何もやる事無いわね〜。スパイ道具作り楽しかったけどさ、手伝ってあげられる事はこれぐらいだし、私の像が欲しいって言われたけど、私を神様として崇めるとか何とか言ってたし、神々しい像を作ろうとしたら、普段の主人様でお願いしますだって、それにしても、暇ね〜。像、適当に作ろうかな?
「主人様! 主人様! 見てくださいでやんす!」
「ん? サンザイどうしたのよ?」
庭でサンザイが小さな車の前でピョンピョンと飛び跳ねてアピールしていた。
「主人様! 見ててくださいでやんす! とぅっ!」
サンザイはピョンッと飛び跳ねながら、車に乗車した。
「どうでやんす! この乗り方! かっこいいでやんすよね!!!」
サンザイは自分だけの車を貰ってからずっと、車のかっこいい乗り方や運転の仕方を考え続け、良いアイデアが浮かんだらその都度主人様に見せていた。
「サンザイ、車、気に入ってるのね」
「当然でやんす!!! 凄くカッコよくて自慢の愛車でやんす!!! あっ、でも、少し不満がありまして、ムシムシレースに出る際、スピードが遅すぎて常にビリでやんす。ムシムシレースに勝てる速度にして欲しいでやんす!!!」
「あなたの場合八百長するからって、白桜に言われちゃったのよね。だから、今のままのスピードで丁度いいのよ」
「そんなぁでやんすぅ〜。ちぇっ、白桜様に後で復讐するでやんす」
「白桜にちょっかいだすのは良いけどやり過ぎちゃダメよ。かえって返り討ちにされちゃったら意味ないじゃない」
「そうでやんすけど、あっ、そうそう、白桜様がやっと屋敷を決めたとかなんか言っていたでやんすよ」
「へぇー、やっと決まったのね。藍介が嘆いてたわよ。いつになったら決まるんだって、屋敷を探すよりも建てた方が早いんじゃないかとか言い始めてたわね」
「あっしもそっちの方が楽だと思うでやんす。白桜様はこだわりが強過ぎて、相手にするの面倒でやんすからね!」
「白桜がそばにいないからって言いたい放題ね。あまりここで言わない方がいいわよ。他の子達が白桜にさっきの話、伝えちゃう可能性があるわよ」
「んな、馬鹿なでやんす」
すると、白桜から主人様に連絡が来た。
「主人様! やっと! あたしが考える最高の屋敷を見つけました!!! で、洞窟にいるあたしのど、おっと、従業員達を全員呼びたいの!」
「決まったのね。おめでとう、全員呼ぶのは難しいと思うわよ」
「そうですよね。あっ、そうそう、主人様の近くにサンザイがいますか?」
サンザイは小声で主人様にうったえた。
「主人様、あっしはいないと言って欲しいでやんす!」
凪はサンザイのアピールを無視した。
「サンザイならいるわよ」
「わぁぁぁああ!? 主人様!? どうして言っちゃうでやんすかぁぁあ!!!」
「やっぱりいたわね。サンザイ!!! 」
「ひぃぃいいいい!?」
「主人様すみませんが、サンザイと2人だけで話がしたいです」
「えぇ、良いわよ」
凪は庭に出て連絡様の水晶をサンザイの前に置き、暇だから、銀次とオセロをしようと魔蟲の森へ向かった。

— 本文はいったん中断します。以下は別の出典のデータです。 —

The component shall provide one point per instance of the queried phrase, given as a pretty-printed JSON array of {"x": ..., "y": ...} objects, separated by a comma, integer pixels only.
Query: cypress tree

「そんなぁ!主人様行かないでやんす!!! あぁあ! 行っちゃったでやんすぅ」
凪はムカデバスのあけぼのに乗り、森まで運んでもらった。
「あけぼのありがとうね」
あけぼのは虫時代の紫水と同じくらいのサイズで、他の虫達が祈りを捧げるのに、5層目の協会へ向かう際、行くのにも時間がかかり、毒エリアなどもあり危険な為、強い虫が率先して弱い虫達を運んであげているのであった。
「いえ、主人様に乗ってもらえるなんて光栄です」
乗客の虫達は主人様が乗り込んだことで主人様を拝み始めた。
「主人様だ!!!」
「ありがたや〜、ありがたや〜」
「あたし自慢しちゃっおーと!」
「ナマ主人様やば!」
そして、あけぼのは走り出し、終点の魔蟲の森についたのでした。
「あけぼのありがとうね! ムシムシレース楽しみにしてるわよ」
「ありがとうございます! 次回も優勝狙います!」
あけぼのはムシムシレースで何度か優勝した経験があるのであった。
「銀次はいつもの切り株にいるわよね?」
主人様はよくボードゲームで遊んでいる切り株へ向かったのでした。